During the standstill, Tobias announces to all the Abnegation that they’re going to run now, because I guess it was possible to have a worse plan than “stay where you are and pretend to not be you”. When they get to the cornfield, they split up, because I guess it was possible to have a still worse plan than that.
There are screams everywhere, to my left, to my right. Gunshots. The Abnegation are dying again, dying like they were when I pretended to be under the simulation. And all I’m doing is running.
When the main characters make it a safe distance away, Tobias yells at Tris for freezing up during the gunfight, because I guess we’re getting to the part of the Divergent series where the kickass strong female YA character begins losing all her agency.

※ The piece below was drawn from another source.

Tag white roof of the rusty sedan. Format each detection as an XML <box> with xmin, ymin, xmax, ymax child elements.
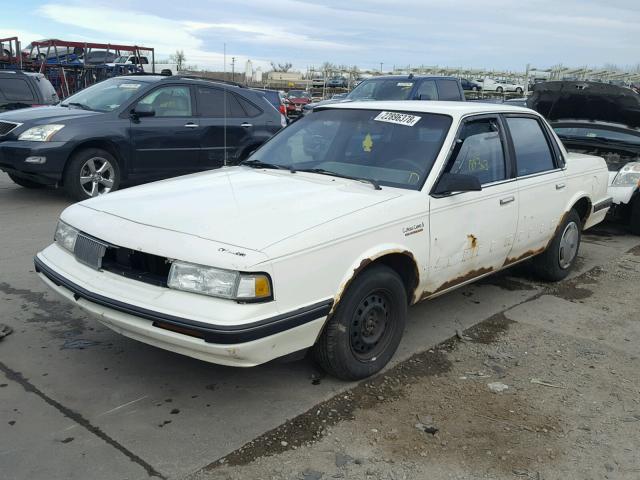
<box><xmin>317</xmin><ymin>100</ymin><xmax>540</xmax><ymax>117</ymax></box>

“We were probably the only ones they were after,” [Tobias said,] “apart from Marcus, who is most likely dead.”
“Marcus, who is most likely dead” would be a kickass title for a story, incidentally.
I don’t know how I expected him to say it – with relief, maybe, because Marcus, his father and the menace of his life is finally gone. Or with pain and sadness […] But he says it like it’s just a fact
Question of the Day: Are you remotely convinced that Marcus is dead?